I've built programs. Boy have I built programs. Programs for Jr high students and programs for SR high. I've put programs with Purpose's, I've filtered programs through funnels and cones. I've built programs for students at various levels of commitment.. even seekers. I've done small group programs, Hyped-up David Letterman crazy programs written up in youth Group magazine programs, multi-level missions to the world programs , student leadership programs, youth worship services, enourmous outreach programs, concerts, retreats and Bible Studies. I've also built teams to build the more programs.
After over a decade of cramming for the Youth Pastor test in the sky and building youth ministry machines that will be perpetuated long after I'm gone, I have this very sick feeling.

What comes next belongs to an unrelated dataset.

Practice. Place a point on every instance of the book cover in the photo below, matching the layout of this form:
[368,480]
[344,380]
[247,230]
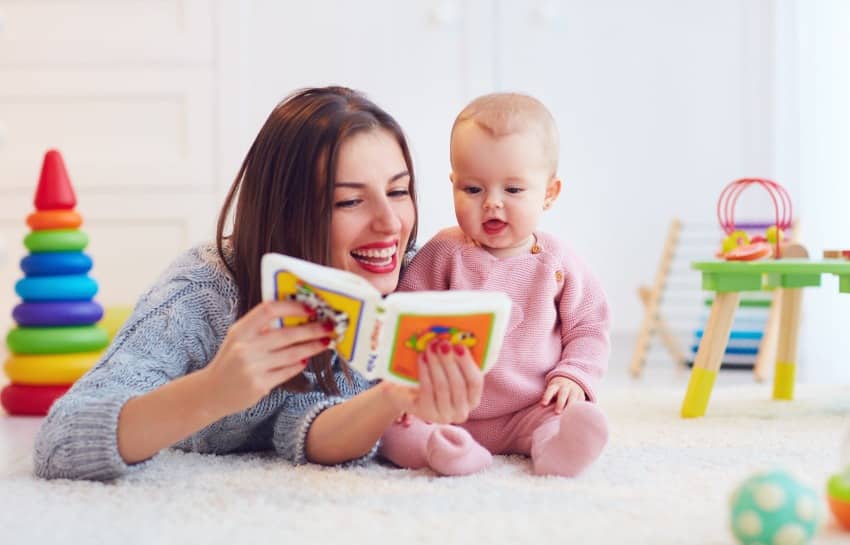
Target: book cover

Something like Jack Nicholson in "About Schmit" I have discovered I have misspent a large portion of my life. I'm not called to be a lifer. I'm not called to be a Youth Pastor. You may ask how I discovered this fact? You may say that I've impacted the lives of hundred, if not thousands of students over the past 12 years. I would say to you. Yes I have impacted students.. but probably less for the good than the bad. I've taught them (unintentionally mind you) that the enourmous and diverse bride of Christ is a youth group. That life should be fun and that the church should cater to them. I've taught them that they don't need adults.. and any needs they have from adults should be brought to them by adults... I've enabled a generation of young people to leave the greater community of God to find a local church to meet their needs. I've taught them to be selfish spiritually. I've taught them that church is about fun and God. I've enable lazy parents when I've taken the primary spiritual nurture of their kids in my hands. Youth group is not real life. I was paid to minister to students on behalf of a congregation. What lesson am I teaching students about ministry, community and God when I leave for another job? I can't do this anymore. No. I will not do this any more. Teens need adults in their church, not volunteers. They need churches where communities naturally flow from relationships with various generations. Don't call me a youth pastor. I hate that term. I will not be a youth pastor to you or to anyone. I feel the weight and burden of misleading a generation of students. I feel the pain of creating, building and perpetuating a system that teaches a different Gospel. Am I being to hard on myself? I think not! The community is where God meets his people. The whole community. What kind of God does a group of teens isolated in their youth group see? What does he look like? Are you called to do this?
We must reimage what it means to be involved in the lives of students. We must reimage our role!
My name is mark. I used to be a youth pastor and I'm sorry I was. Will you forgive me?

2 Comments:

Anonymous Ryan Boyls said...

"Hi, My name is Ryan, and I used to be a youth pastor." Thank you for reminding me that I'm crazy. I appreciate you.

6:45 PM EST  
Blogger Tasha said...

Wow. I see a lot of things I've thought before about church youth groups written in this post. Thanks for putting this out there.